One of the most important aspects of palliative care is ensuring residents’ care wishes are expressed and documented, as well as offering support to families when difficult decisions are needed. Through our Together We’re Great initiative and as part of developing our person-centred care approach, our staff understand the importance of ensuring residents and their relatives wishes are documented as soon as possible.

Leading a small group dedicated to palliative care is Pitlochry deputy manager, Fiona Muir, who is working with staff from Wheatlands, St Ronans and Antiquary. Whilst it is in the earlier stages, Fiona and the group have been working on developing the paperwork to ensure that the person-centred approach includes the kind of care residents wish to receive as they near the end of their life.

Talking about why they decided to form the group, Fiona commented: “We wanted to look for ways that we can develop the care we offer residents when they are nearing the end of their life and ways in which we can work with the residents to put together an anticipatory plan. We’re in the process of working with residents and families to find out what works best and what we can do to help their loved ones during this time.”

With palliative care, we want to take away the dying aspect and look at the ways a resident can continue to live and having that conversation and personalising their care enables us to better understand and respect both the resident and their families wishes.

As part of our partnership with Alzheimer Scotland and their advanced dementia practice model, our goal at Balhousie is to ensure staff are at a minimum of skilled level in promoting excellence and we will continue to support staff in order to achieve this.

Fiona explained: “We’re hoping to create a similar initiative to our dementia ambassadors, where each home has two dedicated palliative care ‘champions’ who will attend meetings and share knowledge and best practice with the rest of their home. It’s hugely important and I’m looking forward to seeing how, in time, we can develop our palliative care service within Balhousie.”

Those little extras

There are some unique therapies designed to improve the quality of life for people living with end stage dementia.
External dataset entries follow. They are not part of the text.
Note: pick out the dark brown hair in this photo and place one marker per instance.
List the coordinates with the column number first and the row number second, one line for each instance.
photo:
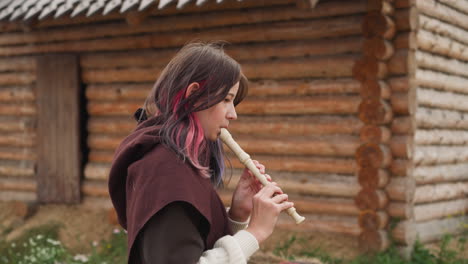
column 216, row 73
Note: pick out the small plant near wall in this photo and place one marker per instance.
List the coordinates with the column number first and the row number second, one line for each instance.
column 41, row 245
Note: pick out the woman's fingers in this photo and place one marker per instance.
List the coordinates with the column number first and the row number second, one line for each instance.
column 259, row 166
column 285, row 205
column 270, row 189
column 280, row 198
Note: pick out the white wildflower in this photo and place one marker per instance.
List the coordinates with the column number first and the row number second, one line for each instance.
column 53, row 242
column 81, row 257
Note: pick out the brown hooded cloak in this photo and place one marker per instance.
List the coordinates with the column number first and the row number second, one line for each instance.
column 146, row 176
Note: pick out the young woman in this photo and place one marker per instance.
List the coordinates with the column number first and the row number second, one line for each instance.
column 164, row 174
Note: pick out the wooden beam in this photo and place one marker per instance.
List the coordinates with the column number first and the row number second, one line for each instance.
column 59, row 154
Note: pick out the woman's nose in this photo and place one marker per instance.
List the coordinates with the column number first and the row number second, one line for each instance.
column 232, row 115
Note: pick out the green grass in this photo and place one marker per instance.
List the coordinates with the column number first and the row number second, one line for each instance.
column 420, row 254
column 41, row 245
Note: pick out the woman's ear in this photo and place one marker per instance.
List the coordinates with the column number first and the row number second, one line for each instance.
column 191, row 88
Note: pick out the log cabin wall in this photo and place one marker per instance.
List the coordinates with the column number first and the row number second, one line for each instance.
column 438, row 149
column 300, row 119
column 17, row 129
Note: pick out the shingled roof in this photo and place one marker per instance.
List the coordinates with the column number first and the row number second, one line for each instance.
column 40, row 9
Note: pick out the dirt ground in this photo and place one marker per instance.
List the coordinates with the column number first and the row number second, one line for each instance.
column 81, row 225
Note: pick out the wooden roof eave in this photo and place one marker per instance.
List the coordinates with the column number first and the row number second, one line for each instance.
column 25, row 10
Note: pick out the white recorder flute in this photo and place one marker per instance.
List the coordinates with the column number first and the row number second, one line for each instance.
column 247, row 161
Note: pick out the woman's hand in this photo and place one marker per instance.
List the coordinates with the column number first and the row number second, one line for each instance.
column 247, row 187
column 267, row 205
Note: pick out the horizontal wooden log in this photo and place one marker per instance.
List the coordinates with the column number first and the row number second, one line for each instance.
column 402, row 104
column 373, row 240
column 371, row 199
column 186, row 22
column 402, row 19
column 17, row 78
column 401, row 189
column 100, row 156
column 430, row 211
column 25, row 196
column 25, row 109
column 18, row 140
column 398, row 63
column 443, row 12
column 442, row 28
column 15, row 124
column 402, row 125
column 327, row 224
column 21, row 64
column 375, row 111
column 310, row 125
column 368, row 68
column 438, row 44
column 103, row 92
column 373, row 220
column 401, row 4
column 427, row 155
column 344, row 26
column 330, row 206
column 441, row 81
column 15, row 153
column 378, row 48
column 240, row 52
column 399, row 84
column 17, row 168
column 373, row 155
column 378, row 24
column 344, row 188
column 320, row 125
column 402, row 41
column 441, row 64
column 374, row 87
column 405, row 232
column 460, row 6
column 372, row 178
column 256, row 106
column 439, row 118
column 16, row 94
column 333, row 66
column 401, row 146
column 302, row 164
column 435, row 229
column 100, row 203
column 309, row 205
column 441, row 137
column 400, row 210
column 441, row 173
column 95, row 188
column 100, row 171
column 17, row 184
column 294, row 106
column 344, row 146
column 440, row 192
column 375, row 134
column 401, row 167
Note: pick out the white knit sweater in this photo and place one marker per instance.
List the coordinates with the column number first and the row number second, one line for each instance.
column 235, row 249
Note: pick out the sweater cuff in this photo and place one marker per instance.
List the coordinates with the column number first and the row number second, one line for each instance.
column 247, row 242
column 237, row 226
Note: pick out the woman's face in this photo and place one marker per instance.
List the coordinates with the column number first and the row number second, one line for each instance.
column 219, row 115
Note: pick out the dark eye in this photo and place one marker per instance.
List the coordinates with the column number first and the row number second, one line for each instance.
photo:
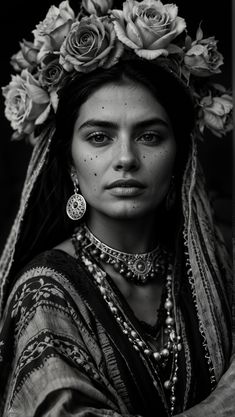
column 150, row 138
column 99, row 139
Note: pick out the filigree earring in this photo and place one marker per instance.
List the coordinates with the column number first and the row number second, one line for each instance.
column 171, row 194
column 76, row 204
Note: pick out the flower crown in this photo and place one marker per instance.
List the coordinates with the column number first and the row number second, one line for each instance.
column 100, row 36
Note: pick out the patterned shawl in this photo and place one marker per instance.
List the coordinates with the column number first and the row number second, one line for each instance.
column 87, row 335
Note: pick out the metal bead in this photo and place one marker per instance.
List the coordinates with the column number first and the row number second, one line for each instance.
column 102, row 290
column 165, row 353
column 167, row 384
column 157, row 356
column 168, row 305
column 117, row 267
column 104, row 257
column 169, row 321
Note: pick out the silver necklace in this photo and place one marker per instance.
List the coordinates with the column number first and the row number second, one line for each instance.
column 172, row 345
column 139, row 269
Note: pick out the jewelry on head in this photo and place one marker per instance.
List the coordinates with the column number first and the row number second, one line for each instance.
column 54, row 56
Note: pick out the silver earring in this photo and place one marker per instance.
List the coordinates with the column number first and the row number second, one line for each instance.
column 76, row 204
column 171, row 195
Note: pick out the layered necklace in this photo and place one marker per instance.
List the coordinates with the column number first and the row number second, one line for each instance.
column 139, row 269
column 91, row 251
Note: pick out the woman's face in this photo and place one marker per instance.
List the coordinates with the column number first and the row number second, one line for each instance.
column 123, row 148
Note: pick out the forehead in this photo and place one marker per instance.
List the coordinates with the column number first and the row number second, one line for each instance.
column 127, row 102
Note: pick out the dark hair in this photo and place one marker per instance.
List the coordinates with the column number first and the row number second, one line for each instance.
column 46, row 223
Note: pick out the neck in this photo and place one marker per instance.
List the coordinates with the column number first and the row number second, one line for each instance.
column 126, row 235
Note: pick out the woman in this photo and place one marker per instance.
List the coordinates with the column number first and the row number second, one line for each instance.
column 129, row 313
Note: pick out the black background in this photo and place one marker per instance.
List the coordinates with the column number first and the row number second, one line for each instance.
column 19, row 18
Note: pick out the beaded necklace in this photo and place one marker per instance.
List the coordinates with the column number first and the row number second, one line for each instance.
column 139, row 269
column 172, row 345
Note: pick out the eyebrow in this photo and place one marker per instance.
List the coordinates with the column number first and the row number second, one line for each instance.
column 112, row 125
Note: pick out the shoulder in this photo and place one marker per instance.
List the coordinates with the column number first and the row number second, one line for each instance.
column 48, row 279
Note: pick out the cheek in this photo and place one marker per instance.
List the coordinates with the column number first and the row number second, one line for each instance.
column 160, row 165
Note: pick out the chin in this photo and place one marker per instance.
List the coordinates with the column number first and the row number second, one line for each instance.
column 129, row 212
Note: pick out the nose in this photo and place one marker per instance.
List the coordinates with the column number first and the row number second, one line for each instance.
column 126, row 156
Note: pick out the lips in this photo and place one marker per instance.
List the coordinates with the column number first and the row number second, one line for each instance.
column 125, row 184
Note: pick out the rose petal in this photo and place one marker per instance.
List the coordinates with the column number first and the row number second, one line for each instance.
column 172, row 10
column 122, row 36
column 213, row 121
column 226, row 102
column 37, row 94
column 196, row 50
column 43, row 116
column 151, row 54
column 133, row 34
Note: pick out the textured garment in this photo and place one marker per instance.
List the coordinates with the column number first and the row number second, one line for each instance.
column 63, row 354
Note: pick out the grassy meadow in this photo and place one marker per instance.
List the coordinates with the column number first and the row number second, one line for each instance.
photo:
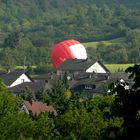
column 106, row 43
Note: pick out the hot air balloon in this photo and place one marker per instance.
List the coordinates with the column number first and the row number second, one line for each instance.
column 68, row 49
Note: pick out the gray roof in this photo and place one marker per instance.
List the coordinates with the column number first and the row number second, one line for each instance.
column 9, row 78
column 75, row 65
column 78, row 65
column 33, row 86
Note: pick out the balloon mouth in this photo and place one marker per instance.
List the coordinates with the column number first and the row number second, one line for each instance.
column 68, row 49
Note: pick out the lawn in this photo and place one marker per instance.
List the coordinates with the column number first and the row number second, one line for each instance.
column 108, row 42
column 117, row 67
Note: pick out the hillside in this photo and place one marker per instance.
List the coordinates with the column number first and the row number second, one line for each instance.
column 32, row 27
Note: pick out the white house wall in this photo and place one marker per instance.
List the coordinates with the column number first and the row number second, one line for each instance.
column 97, row 68
column 23, row 78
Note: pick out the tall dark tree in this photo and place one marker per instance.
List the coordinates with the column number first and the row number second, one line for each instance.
column 127, row 103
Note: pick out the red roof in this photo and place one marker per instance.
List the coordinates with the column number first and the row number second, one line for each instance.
column 37, row 107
At our Wheatlands Care Home, the Namaste Care programme aims to bring honour to people who can no longer communicate how they wish to be care for. The staff at Wheatland have all been trained to best perform the meaningful activities, such as sensory stimulation, human contact and therapeutic touch and music.

‘Namaste’ means to ‘honour the spirit within’ and combines care with compassionate nursing. For relatives, Namaste Care helps us support their understanding of the progression of dementia and proves a positive step to improving the quality of end-of-life care through special treatments residents can enjoy.